Last year, during the lunch break at a Captum Valuation MasterClass, I was seated between the technology transfer director of one of the UK's leading life science charities, and a technology transfer manager from one of the colleges of the University of London. By way of an ice breaker, and in my usual non-argumentative style, I suggested that the job of universities was to train highly competent scientists and engineers, and not to commercialize technology. I argued that universities were not in fact very good at commercial activities, and that government initiatives to promote the licensing of academic research were misplaced. I should explain at this point that I am only talking about the UK, and that my alma mater Imperial College is clearly the exception to this rule, Imperial Innovation being among the stars of the AIM market.
To my surprise, these two very senior and experienced technology transfer executives agreed with me.

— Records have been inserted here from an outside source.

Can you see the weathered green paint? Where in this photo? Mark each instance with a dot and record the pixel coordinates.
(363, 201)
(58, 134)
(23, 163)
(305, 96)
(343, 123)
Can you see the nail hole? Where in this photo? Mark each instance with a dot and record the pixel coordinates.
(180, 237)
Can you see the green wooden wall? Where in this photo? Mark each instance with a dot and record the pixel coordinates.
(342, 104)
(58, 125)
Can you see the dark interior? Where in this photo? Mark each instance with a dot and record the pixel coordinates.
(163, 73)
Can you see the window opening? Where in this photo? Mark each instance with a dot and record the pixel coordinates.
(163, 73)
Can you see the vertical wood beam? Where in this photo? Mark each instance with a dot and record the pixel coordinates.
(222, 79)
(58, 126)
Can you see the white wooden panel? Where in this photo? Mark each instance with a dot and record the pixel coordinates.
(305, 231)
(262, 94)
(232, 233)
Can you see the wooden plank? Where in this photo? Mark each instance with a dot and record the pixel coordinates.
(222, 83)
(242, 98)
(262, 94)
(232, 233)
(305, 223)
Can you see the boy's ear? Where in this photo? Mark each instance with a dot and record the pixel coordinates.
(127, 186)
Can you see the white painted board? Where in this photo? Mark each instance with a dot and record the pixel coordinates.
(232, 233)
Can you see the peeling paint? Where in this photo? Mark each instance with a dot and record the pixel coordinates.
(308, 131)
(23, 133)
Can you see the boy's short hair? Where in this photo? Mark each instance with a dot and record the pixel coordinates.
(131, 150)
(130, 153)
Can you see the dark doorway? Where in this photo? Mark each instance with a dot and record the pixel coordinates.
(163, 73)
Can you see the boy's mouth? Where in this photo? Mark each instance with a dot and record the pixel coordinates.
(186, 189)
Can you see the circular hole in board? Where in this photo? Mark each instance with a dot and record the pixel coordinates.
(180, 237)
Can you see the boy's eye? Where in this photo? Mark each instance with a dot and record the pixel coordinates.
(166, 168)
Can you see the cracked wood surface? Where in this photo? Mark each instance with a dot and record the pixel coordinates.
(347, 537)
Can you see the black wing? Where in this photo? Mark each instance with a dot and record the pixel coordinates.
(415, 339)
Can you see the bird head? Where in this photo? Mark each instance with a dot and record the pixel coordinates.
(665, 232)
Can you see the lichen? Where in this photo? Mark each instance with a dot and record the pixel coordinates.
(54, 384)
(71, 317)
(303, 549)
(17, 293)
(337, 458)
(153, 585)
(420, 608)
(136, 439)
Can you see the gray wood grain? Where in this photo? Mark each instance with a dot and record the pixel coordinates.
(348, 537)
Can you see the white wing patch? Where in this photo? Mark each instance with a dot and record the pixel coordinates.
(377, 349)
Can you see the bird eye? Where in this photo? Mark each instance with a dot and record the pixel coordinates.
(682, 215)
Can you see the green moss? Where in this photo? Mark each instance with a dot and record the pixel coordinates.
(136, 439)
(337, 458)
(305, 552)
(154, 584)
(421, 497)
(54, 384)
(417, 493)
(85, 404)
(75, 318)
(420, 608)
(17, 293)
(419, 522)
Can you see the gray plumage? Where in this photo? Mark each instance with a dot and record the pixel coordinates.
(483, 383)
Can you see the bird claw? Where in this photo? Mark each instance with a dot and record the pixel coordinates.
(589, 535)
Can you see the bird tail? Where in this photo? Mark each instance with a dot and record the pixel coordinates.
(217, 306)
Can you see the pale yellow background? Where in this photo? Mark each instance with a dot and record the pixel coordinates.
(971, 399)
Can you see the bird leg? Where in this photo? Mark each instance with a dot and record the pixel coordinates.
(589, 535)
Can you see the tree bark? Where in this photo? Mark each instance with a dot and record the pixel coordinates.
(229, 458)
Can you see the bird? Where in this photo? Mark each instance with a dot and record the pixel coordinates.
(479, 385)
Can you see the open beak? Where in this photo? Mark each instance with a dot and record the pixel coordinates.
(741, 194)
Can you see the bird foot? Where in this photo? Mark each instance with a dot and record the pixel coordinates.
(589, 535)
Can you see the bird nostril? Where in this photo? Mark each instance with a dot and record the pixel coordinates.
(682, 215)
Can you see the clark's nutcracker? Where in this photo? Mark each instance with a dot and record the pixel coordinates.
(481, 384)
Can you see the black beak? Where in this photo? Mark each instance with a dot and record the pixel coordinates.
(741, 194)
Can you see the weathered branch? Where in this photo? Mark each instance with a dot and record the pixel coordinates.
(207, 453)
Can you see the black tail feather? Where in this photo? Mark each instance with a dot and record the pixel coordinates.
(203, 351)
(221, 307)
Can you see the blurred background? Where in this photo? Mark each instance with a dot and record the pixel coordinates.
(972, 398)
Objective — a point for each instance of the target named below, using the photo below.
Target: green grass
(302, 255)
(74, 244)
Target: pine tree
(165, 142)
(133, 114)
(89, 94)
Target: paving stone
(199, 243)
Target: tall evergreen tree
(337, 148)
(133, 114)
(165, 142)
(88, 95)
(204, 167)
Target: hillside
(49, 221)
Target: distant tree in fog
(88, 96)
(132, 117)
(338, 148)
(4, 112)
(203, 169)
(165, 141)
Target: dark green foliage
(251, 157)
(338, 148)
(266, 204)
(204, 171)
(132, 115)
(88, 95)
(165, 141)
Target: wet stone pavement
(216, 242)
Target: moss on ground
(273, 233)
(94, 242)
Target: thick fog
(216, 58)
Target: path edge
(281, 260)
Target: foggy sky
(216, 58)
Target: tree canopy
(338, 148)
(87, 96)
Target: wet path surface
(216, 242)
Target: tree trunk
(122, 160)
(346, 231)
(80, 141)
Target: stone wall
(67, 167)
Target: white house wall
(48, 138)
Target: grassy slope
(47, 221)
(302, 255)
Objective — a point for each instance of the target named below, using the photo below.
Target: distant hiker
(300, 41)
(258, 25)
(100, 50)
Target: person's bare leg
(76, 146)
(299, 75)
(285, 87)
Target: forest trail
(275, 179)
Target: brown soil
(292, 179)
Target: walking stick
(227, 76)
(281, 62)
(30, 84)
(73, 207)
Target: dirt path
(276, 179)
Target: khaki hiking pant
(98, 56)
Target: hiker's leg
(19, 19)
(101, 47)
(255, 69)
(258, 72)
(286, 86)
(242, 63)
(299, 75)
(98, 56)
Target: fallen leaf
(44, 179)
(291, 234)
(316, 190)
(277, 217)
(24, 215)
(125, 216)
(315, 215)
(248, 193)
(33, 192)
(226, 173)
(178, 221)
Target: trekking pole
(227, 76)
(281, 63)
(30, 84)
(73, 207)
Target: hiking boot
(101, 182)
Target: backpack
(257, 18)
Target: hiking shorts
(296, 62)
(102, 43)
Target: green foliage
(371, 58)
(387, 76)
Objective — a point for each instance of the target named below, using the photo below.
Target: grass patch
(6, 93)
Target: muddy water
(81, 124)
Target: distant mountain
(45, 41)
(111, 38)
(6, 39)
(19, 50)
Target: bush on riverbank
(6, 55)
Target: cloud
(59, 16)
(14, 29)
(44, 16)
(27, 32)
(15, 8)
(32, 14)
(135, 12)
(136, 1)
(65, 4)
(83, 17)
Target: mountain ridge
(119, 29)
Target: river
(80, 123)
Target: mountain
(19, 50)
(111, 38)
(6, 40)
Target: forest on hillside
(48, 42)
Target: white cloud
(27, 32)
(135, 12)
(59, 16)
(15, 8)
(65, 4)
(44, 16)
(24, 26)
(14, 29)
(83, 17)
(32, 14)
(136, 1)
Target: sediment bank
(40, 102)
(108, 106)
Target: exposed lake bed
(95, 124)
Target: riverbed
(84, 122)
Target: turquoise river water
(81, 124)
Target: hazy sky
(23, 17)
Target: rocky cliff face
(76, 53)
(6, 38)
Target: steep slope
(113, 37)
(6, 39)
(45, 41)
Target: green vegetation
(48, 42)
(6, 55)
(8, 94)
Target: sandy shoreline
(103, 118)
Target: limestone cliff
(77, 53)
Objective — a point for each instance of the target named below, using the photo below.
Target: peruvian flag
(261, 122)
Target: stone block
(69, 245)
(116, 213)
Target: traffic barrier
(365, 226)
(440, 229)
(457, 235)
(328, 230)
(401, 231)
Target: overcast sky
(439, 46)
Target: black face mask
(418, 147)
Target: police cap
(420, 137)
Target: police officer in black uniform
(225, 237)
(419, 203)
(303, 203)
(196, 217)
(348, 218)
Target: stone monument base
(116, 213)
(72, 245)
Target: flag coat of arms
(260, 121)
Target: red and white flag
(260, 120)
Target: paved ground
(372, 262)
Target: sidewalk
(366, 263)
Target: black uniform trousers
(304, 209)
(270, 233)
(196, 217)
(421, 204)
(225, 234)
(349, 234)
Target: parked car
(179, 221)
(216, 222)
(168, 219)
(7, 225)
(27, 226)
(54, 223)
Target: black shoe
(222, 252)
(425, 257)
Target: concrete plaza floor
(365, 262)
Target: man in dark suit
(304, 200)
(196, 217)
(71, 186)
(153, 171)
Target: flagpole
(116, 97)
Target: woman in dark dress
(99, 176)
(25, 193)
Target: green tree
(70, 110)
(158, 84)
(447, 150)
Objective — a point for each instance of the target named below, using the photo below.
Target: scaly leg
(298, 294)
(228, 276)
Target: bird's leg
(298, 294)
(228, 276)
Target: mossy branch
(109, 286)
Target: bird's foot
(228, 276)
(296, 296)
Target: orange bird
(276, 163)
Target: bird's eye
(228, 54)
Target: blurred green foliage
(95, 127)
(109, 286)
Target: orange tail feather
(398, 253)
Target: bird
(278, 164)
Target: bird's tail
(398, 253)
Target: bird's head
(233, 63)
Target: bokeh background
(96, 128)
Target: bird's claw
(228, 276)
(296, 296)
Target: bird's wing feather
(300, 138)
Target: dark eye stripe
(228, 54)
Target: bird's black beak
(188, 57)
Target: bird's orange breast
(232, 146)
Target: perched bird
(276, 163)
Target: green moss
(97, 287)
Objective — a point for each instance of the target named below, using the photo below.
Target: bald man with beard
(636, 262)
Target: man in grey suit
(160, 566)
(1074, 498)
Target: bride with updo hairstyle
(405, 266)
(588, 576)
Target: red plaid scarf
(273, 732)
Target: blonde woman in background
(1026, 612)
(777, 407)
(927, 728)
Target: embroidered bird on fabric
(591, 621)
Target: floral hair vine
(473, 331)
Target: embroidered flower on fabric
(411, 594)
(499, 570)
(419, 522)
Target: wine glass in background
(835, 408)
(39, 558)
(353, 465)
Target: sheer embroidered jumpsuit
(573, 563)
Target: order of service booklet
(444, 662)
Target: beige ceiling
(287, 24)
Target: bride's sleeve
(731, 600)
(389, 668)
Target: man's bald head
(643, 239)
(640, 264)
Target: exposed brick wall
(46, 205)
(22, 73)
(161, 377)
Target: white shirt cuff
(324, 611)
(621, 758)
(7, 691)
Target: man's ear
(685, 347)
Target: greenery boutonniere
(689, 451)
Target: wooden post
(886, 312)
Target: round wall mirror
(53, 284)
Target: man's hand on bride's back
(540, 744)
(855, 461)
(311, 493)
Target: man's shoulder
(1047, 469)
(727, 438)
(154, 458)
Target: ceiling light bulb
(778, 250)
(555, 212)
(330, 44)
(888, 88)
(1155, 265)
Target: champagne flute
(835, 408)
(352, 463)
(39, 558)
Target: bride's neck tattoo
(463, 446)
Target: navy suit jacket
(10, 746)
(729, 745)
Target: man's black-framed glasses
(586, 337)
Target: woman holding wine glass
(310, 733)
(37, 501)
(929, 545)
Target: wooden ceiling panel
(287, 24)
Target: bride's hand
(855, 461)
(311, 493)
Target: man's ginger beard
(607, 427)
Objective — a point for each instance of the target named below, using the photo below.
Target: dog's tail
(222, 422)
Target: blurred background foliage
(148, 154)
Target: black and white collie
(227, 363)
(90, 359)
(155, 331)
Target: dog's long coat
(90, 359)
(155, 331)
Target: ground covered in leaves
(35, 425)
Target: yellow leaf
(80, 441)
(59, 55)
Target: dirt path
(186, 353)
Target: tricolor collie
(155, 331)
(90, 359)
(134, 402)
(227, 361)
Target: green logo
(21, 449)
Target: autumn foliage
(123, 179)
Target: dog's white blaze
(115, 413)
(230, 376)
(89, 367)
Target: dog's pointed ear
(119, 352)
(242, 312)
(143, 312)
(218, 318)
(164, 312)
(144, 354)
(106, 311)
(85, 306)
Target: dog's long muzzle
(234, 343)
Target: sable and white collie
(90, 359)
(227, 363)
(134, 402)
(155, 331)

It would be more beneficial, we felt, if such government funds as were available were directed at encouraging newly qualified graduates, PhDs, post-docs, to start-up leading edge technology businesses, rather than attempting to force licenses and the creation of spin-offs from universities. It is the newly minted scientists and engineers who have state-of-the-art technology at their fingertips, and all the confidence, energy and enthusiasm in the world, albeit with a slight deficiency in business acumen.
The recent move by the University of Glasgow, followed by others, to make their intellectual property open source, would seem to suggest a tacit recognition of the point we made at lunch. Not everyone agrees, e.g. Imperial and Oxford are unlikely to follow suit. Neither it seems, does the Technology Strategy Board who last year sent me a survey attempting to solicit ideas on how to make university technology transfer more effective.
One final point is my caveat that I am only speaking of the UK. My US alma mater, MIT, has a long history of successful technology commercialization, but also actively encourages its graduates to start-up companies of their own. In 2009 it was estimated that annual sales of worldwide companies started by MIT graduates was $2 trillion, making such companies collectively equivalent to the 11th largest economy in the world. Now why can't the UK do that? A topic for another time.